仲間を、此処まで大事だと思える人だ。きっと、呪術師には向いてなかったんだろう。相棒が死んだ事で、自分を責めてしまう人だ。呪術師をするには、優し過ぎたんだ。
(伽羅さん)「私のせいで、あの子は……。」
「殺したのは呪霊だよ。」
(伽羅さん)「それでも、私は。あの子が弱音を吐け無い原因だった……。」
「相棒なんかじゃ無い…。ただ、私が、あの子に一方的に依存してた。」
「私の自分勝手な考えで、あの子を苦しめてた。」
「……ずっと、ずっと…無理させてたよね。私ばっかり、何時も助けてもらって。」
伽羅さんは、グラスの中のラム酒に視線を落として、此処には居ない誰かに、小さな声で話しかける。

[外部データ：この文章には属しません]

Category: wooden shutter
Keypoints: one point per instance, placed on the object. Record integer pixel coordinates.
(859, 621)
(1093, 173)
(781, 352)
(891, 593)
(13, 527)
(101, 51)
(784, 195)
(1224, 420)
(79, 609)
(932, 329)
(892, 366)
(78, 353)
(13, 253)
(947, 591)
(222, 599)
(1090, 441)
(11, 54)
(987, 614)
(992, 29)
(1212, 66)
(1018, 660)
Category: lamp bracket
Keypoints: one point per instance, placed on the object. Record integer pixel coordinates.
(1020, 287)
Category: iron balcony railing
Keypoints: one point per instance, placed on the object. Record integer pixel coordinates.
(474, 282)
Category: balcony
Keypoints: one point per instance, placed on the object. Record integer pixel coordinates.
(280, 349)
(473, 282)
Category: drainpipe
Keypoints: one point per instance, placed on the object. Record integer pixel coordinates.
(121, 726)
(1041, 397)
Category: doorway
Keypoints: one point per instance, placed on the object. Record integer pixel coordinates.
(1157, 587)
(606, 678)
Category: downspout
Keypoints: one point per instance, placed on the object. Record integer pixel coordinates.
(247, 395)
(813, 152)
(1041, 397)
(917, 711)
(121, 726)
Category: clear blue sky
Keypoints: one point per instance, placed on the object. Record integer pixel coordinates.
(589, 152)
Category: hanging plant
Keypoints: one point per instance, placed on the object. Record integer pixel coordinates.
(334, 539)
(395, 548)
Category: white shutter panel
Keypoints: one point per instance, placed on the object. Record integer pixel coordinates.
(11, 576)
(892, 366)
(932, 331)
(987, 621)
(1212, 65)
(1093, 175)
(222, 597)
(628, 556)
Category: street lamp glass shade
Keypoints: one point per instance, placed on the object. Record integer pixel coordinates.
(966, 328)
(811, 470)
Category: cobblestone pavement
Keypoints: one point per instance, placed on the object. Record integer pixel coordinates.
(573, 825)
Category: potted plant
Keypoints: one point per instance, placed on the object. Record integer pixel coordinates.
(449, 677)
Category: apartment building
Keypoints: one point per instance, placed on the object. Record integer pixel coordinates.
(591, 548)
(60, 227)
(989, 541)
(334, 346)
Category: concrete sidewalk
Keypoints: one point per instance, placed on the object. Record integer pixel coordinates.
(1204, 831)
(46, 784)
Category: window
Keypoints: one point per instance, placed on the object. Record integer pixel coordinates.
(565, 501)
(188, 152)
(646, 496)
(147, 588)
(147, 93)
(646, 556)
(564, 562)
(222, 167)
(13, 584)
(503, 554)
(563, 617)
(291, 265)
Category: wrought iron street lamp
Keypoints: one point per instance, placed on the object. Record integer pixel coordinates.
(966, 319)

(伽羅さん)「気づくの遅すぎだよね…。もう、取り返しのつけようが無い。」
ぽつり、ぽつりと、止めど無く、後悔の言葉が零れる。持ち上げていたグラスを、机の上に置く。グラスを持っている手は、力が入っていない。段々と体勢が前のめりになり、グラスに触れていない左手に頭を乗せ、伽羅さんは、カウンターに打っ伏してしまった。
「…伽羅さん?」
(伽羅さん)「………んね……ゃ……。」
「ん?」
(伽羅さん)「ご…めん…ね………ちゃ…ん……。」
俺の呼び掛けに返って来たのは、もう居ない相棒へ向けた、届く事の無い、謝罪の言葉だった。